A financial instrument that gets patients and health insurers on the same side
A new financial instrument has the potential to speed the development of new drugs for seriously ill patients while strengthening the claims-paying capacity of health insurance companies required to cover innovative, expensive treatments.
CAMBRIDGE, Mass., May 6, 2016 –Accelerating innovation in drugs that extend the lives of patients with cancer or rare genetic diseases creates intense demand for these therapies, and with this demand comes a unique challenge for health insurers.
Insurance companies must set their premium charges based on the likelihood of their customers suffering serious illness and on estimates of the cost of treating those illnesses. What happens when breakthroughs in drug development create many new treatments, extending lives and increasing treatment costs? How can insurers meet their obligations to policyholders when medical breakthroughs run ahead of anyone’s expectations?
Unlike some other forms of financial risk, there have historically been few tools that insurers can use to hedge this “reimbursement risk.” However, new research suggests that the same tool that can improve the financing of precisely these hard-to-predict, potentially life-saving therapies may also help health benefits providers hedge “reimbursement risk.”
Aligning the interests of patients and insurers
A new paper by MIT Sloan Senior Lecturer in Finance, Roger M. Stein, reports results that suggest that a new asset class, developed by Stein and his collaborators in the MIT Laboratory for Financial Engineering, may meet this need for investment vehicles whose performance is tied to breakthroughs in pharmaceutical research.
These “research backed obligations” (RBOs) have the potential to align the interests of patients and insurers, by tying expected returns on the instrument to progress in treating rare diseases and some forms of cancer.
RBOs allow investors to buy stakes in diversified pools of early-stage candidate therapies under development from multiple research teams. Health insurers could purchase research-backed obligations, which also have the potential to provide partial protection from increased costs that could result if the insurers had to cover a surge of new specialty drugs.
“This type of investment vehicle may serve as a form of hedge for health insurance companies,” Stein said. “If a lot of successful drugs are introduced from the portfolio, the security can be expected to gain in value. And if an insurer owns this security, these resulting gains could smooth out some of the unexpected shocks the companies would experience from unexpectedly large volumes of new drug innovation. This would imply that patients benefit, and insurers are protected, when successful new drugs are introduced.”
Stein demonstrated the effectiveness of research-backed obligations in hedging reimbursement risks by developing an analytical model and then extending this through computer simulations to reflect the situations insurers face.
In most instances, the financial instruments protected insurers, partially or in full, he found.
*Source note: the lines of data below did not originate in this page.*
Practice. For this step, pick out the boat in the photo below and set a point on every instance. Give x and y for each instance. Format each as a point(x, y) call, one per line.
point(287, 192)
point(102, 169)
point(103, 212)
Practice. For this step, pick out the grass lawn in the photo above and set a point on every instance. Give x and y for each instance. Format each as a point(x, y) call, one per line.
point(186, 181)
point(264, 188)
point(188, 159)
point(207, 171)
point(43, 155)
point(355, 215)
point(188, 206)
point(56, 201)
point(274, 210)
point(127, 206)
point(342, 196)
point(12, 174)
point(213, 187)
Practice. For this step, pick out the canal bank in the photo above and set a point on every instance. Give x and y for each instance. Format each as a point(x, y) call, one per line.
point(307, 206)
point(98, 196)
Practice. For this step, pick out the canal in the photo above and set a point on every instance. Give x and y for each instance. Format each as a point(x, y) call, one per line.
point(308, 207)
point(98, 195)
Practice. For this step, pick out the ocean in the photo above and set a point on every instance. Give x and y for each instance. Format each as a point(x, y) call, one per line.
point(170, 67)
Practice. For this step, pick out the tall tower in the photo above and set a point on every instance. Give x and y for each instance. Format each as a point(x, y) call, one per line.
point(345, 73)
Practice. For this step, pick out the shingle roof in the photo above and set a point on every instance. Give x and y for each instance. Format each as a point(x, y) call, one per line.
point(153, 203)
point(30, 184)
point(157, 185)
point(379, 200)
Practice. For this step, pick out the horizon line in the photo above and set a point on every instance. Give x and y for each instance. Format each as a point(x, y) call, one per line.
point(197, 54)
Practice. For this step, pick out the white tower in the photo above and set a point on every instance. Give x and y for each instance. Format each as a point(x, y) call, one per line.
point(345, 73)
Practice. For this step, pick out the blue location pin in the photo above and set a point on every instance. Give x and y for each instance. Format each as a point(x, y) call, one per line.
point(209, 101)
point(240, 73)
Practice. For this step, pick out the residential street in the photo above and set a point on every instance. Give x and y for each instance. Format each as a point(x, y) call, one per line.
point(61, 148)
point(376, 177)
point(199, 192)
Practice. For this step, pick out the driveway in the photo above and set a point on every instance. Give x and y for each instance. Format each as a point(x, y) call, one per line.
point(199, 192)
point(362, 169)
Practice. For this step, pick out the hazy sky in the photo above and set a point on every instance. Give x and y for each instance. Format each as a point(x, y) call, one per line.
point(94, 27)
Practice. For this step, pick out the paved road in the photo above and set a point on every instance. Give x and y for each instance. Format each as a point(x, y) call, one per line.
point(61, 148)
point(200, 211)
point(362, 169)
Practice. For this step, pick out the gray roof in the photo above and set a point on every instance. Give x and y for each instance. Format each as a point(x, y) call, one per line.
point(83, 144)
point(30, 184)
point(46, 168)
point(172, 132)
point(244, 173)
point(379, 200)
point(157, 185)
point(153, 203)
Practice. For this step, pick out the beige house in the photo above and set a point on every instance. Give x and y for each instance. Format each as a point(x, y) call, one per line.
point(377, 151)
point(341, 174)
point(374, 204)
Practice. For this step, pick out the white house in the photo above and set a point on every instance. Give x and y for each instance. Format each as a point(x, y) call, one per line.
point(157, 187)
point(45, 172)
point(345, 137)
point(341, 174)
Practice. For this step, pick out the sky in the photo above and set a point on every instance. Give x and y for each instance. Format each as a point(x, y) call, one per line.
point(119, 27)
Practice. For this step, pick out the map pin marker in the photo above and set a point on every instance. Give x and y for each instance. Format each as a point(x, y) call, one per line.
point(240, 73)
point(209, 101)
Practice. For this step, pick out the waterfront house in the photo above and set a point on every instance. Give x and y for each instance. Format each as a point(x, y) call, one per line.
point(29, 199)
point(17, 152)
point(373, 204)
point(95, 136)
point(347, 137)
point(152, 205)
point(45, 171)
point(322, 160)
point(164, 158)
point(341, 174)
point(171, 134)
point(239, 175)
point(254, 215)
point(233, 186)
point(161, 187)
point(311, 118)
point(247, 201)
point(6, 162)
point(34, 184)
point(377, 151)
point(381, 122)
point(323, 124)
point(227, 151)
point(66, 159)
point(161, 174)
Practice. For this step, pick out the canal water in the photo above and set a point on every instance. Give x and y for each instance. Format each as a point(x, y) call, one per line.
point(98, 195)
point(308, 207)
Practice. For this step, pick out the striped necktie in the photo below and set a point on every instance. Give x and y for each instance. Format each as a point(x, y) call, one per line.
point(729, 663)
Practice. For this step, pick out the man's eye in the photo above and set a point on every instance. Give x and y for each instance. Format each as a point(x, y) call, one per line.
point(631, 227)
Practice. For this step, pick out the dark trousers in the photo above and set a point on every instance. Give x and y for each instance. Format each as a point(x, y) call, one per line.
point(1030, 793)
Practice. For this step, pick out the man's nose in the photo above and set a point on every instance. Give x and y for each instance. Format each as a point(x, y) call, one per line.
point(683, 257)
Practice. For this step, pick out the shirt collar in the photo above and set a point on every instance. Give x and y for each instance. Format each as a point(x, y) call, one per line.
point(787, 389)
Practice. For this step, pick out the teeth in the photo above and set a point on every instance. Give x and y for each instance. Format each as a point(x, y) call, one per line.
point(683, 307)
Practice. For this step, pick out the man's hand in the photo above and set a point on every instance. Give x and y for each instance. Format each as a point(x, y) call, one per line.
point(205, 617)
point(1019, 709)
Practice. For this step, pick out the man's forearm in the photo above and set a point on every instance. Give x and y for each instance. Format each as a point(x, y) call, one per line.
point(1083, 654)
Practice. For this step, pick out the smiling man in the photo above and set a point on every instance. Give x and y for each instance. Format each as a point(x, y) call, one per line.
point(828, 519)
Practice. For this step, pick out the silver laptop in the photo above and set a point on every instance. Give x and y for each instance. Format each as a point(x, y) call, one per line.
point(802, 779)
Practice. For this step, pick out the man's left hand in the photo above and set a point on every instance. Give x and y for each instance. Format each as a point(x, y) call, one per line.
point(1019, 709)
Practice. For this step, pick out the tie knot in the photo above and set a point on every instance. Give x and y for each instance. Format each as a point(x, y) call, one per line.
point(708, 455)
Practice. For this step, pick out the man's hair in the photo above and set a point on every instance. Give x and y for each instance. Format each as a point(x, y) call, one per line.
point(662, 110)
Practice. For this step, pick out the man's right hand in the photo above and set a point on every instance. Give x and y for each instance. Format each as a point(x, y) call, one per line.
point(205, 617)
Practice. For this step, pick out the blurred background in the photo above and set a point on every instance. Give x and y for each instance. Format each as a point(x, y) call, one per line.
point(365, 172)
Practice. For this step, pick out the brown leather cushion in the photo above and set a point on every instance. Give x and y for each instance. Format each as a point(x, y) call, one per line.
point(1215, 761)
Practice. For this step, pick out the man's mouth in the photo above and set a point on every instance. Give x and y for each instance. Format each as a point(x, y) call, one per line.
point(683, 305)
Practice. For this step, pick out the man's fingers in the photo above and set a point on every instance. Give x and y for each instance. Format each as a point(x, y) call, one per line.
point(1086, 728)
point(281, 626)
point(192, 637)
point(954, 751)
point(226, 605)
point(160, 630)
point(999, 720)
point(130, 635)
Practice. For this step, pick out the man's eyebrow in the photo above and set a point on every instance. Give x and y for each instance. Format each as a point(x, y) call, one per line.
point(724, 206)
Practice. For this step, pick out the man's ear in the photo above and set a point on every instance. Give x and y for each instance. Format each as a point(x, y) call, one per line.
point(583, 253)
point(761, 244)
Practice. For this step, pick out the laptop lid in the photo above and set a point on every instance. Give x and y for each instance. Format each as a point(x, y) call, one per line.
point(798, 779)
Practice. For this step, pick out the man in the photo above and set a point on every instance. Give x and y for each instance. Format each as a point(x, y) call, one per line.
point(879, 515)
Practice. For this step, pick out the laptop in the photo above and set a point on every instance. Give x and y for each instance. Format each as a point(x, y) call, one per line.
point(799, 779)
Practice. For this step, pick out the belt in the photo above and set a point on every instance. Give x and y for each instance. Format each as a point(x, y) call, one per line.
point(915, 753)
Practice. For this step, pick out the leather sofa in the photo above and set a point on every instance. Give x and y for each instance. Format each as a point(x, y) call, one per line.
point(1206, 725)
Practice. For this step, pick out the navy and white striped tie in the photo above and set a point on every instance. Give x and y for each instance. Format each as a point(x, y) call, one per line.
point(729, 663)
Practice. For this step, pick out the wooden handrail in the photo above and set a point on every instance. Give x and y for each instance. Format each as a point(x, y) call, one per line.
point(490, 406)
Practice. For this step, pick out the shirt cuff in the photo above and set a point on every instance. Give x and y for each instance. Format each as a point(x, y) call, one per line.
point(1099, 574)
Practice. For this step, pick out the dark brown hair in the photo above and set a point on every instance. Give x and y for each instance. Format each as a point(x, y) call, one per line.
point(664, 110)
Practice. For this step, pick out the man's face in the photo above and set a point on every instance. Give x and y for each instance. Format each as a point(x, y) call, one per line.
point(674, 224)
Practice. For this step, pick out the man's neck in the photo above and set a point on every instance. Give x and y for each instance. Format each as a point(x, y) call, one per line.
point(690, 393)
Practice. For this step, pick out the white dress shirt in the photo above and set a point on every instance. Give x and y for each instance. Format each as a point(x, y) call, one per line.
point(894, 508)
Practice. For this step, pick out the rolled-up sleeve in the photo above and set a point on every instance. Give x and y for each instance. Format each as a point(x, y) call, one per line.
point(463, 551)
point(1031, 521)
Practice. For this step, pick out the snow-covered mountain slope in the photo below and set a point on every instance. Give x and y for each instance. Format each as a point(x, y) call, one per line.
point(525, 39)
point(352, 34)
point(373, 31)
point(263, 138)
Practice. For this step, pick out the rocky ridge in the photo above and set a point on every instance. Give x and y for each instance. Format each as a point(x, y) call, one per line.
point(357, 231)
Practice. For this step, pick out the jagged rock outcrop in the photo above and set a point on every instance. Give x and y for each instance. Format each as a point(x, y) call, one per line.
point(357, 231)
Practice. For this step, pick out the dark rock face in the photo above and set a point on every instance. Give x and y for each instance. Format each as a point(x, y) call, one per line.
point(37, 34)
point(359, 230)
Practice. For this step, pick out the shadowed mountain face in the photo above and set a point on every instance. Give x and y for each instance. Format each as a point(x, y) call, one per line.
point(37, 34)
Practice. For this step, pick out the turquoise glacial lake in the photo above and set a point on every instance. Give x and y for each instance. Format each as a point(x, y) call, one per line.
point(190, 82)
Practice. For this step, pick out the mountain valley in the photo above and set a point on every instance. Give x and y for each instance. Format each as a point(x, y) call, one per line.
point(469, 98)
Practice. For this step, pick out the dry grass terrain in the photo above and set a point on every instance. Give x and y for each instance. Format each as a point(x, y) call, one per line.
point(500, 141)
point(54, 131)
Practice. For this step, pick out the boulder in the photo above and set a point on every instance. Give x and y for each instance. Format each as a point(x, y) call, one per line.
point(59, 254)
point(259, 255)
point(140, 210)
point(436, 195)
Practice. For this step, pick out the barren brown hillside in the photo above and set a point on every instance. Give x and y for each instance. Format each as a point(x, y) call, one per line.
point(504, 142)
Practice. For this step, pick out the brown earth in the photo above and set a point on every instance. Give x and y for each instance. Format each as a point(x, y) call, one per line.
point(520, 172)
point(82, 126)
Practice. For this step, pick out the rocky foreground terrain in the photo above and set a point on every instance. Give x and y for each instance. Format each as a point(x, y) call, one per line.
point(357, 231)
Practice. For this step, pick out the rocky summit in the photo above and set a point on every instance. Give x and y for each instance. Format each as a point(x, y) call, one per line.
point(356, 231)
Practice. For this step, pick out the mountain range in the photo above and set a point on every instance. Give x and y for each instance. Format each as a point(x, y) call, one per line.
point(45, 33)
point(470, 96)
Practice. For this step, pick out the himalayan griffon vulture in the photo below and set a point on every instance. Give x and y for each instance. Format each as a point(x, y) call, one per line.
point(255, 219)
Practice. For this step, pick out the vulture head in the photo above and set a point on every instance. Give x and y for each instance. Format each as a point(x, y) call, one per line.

The study is detailed in the MIT Sloan School of Management working paper, “A simple hedge for longevity risk and reimbursement risk using research-backed obligations.”
Dr. Stein is a research affiliate at the MIT Laboratory for Financial Engineering. He and a number of colleagues several years ago developed the concept of research-backed obligations as a way to use financial engineering as a tool to promote large-scale funding for breakthrough drug development. Stein described some of this early work in a 2013 TED Talk.
The process of bringing a drug to market today is a long and costly process in which many more projects fail than succeed. Although the payoffs for success are high, potential investors are often deterred by the high risk of failure.
The MIT team, working with doctors and other medical professionals, crafted the idea of research-backed obligations as a solution to this problem. The financial vehicles aggregate candidate experimental drugs with proposals for novel drug development in much the same way mortgage-backed securities brings together large pools of mortgages to reduce overall risk.
“Candidate therapies are individually very risky and unlikely to succeed, but when they do succeed, they can be very profitable,” Stein said. “If you group a sufficient number of them in a properly structured portfolio, it is possible to reduce the risk , while still realizing a reduced, but still attractive expected return”
Research-based obligations do not exist yet, although financial and medical specialists experts have been working privately and with policy-makers to make them a reality.
US Representatives Juan Vargas of California and Thomas J. Rooney of Florida have introduced legislation that would allow the National Institutes of Health to establish a privately owned and operated investment fund for rare disease therapeutics. The fund would function in a similar manner as the research-backed obligations proposed by the MIT Laboratory for Financial Engineering.